Münchner Mieter können vorerst aufatmen. Das Landgericht München I hat in einem neuen Hinweisbeschluss den sogenannten “Stichtagszuschlag” bei Mietpreisen einen Riegel vorgeschoben.
Geklagt hatte eine Vermieterin, die infolge der ungewöhnlich starken Inflation der vergangenen Jahre die Mietpreise für ihre Wohnungen anheben wollte. Ihre Begründung: Zwischen der Erhebung des Mietspiegels und dem Zeitpunkt der Mieterhöhung habe sich die ortsübliche Vergleichsmiete so stark erhöht, dass ein Stichtagszuschlag auf die maximal erlaubte Miethöhe notwendig und angemessen wäre.
LG sieht keinen Grund für Mieterhöhung
Das LG sah die Sache aber anders und wies die Klage der Vermieterin ab. Dazu schrieb das Gericht in seiner Pressemitteilung:
“Das Landgericht München I wies darauf hin, dass sich eine „ungewöhnliche Steigerung der ortsüblichen Vergleichsmiete“ über den Mietspiegel hinaus nicht mit einem Anstieg des Verbrauchpreisindex begründen lässt.”
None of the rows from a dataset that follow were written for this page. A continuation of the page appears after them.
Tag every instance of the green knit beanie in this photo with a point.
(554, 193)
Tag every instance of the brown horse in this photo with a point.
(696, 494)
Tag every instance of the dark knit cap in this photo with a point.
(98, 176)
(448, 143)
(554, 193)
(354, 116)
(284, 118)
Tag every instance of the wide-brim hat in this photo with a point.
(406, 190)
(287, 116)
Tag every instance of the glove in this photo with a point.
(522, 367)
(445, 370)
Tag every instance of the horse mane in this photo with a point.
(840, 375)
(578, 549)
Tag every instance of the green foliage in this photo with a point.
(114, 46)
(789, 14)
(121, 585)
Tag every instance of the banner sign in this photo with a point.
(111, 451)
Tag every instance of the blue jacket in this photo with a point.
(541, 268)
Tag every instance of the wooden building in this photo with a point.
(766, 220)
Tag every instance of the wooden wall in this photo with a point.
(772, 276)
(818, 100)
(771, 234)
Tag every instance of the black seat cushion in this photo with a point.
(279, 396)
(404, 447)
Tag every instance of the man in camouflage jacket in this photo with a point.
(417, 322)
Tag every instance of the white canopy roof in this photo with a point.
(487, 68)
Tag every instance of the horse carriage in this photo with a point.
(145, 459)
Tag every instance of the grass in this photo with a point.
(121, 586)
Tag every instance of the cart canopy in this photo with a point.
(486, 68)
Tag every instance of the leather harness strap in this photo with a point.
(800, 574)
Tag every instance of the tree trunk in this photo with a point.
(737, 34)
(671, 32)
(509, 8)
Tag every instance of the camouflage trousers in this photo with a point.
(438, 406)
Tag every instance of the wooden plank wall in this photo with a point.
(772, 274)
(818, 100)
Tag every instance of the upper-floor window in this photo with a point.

Pressemitteilung 9 des Landgerichts München vom 08.08.2024
Hintergrund ist, dass sich der Verbraucherpreisindex – auf dessen Grundlage die Inflation berechnet wird – aus rund 700 Gütern und Dienstleistungen verschiedener Art zusammensetze, die die Privathaushalte in Deutschland konsumieren. Spezifische Aussagen über die Mietpreise treffe er aber nicht und biete daher auch keine Grundlage für eine Mieterhöhung, die den Mietspiegel übersteigt.
Tatsächlich hat sich schon die Vorinstanz mit den konkreten Änderungen der Mietpreise im vorliegenden Fall befasst. Das Ergebnis: Die örtlichen Nettoklatmieten stiegen im fraglichen Zeitraum um gerade einmal etwas mehr als drei Prozent. Das Amtsgericht konnte also gar keinen ungewöhnlich starken Anstieg der Mietpreise feststellen.
Wegweisender Beschluss für München und darüber hinaus
Zumindest in München wird es vorerst keine Stichtagszuschläge für Vermieter geben. Immerhin ist das LG für alle mietrechtlichen Berufungsverfahren in der Millionenmetropole zuständig und kann seine Rechtsauffassung flächendeckend durchsetzen.
Aber auch außerhalb Münchens könnte sich die Argumentation der Landrichter verbreiten und zu ähnlichen Urteilen führen. Gerade in angespannten Wohnungsmärkten ist eine beruhigende Konstante wie der Mietspiegel wichtig, um bezahlbaren Wohnraum aufrechtzuerhalten. Das wissen auch Gerichte. Daher wird der Mietspiegelschutz auch in Zukunft eine zentrale Rolle bei der rechtlichen Betrachtung von Stichtagszuschlägen einnehmen – ob in München oder sonst wo.